Given what the public’s said about this contest before, I can’t say I’m too shocked at the public’s comments to the NY Times’ Big Blog post And the Winner of the $1 Million Netflix Prize (Probably) Is …. They were overwhelmingly mocking and negative. They thought the academics were giving Netflix free work. They thought 10% better than lousy recommendations were still lousy.
I’ve said this before, but what the public doesn’t realize is just how valuable this kind of data is. They’d probably be horrified at how much time we “waste” on bakeoffs like this one where there is no reward. A lot of groups out there probably would’ve paid Netflix for this kind of data, just like we pay the partly publicly funded Linguistic Data Consortium.

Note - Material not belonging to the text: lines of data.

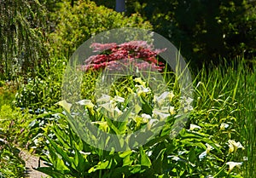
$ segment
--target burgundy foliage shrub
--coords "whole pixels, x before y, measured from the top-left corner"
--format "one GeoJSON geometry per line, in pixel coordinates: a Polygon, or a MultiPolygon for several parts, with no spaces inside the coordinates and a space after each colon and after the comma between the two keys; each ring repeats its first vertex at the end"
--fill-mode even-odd
{"type": "Polygon", "coordinates": [[[121,44],[93,43],[90,48],[93,52],[101,53],[85,60],[85,65],[82,66],[84,71],[98,71],[106,66],[109,70],[114,70],[119,60],[122,60],[122,64],[125,66],[132,63],[139,70],[154,67],[162,72],[165,68],[165,64],[158,60],[158,55],[166,49],[154,49],[154,46],[148,44],[146,41],[131,41],[121,44]]]}

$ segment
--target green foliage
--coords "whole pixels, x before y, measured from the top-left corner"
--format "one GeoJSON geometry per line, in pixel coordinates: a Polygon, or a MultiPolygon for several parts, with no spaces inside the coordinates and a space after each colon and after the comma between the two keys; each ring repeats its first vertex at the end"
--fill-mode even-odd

Plain and simple, this is a relatively huge data regression problem with data missing nonrandomly. The top teams achieved a fairly amazing reduction in variance by pooling multiple predictors. Given the (root) mean-square error (MSE) evaluation metric, and the relation of the bias-variance decomposition of mean square error, it’s not surprising the best systems were all ensembles of classifiers.
The effort required to fit these models and dream up structures and parameterizations was a Herculean effort. Check out the details up to last year in:
- Bell, Robert M., Yehuda Koren, and Chris Volinsky. 2008. The BellKor 2008 Solution to the Netflix Prize.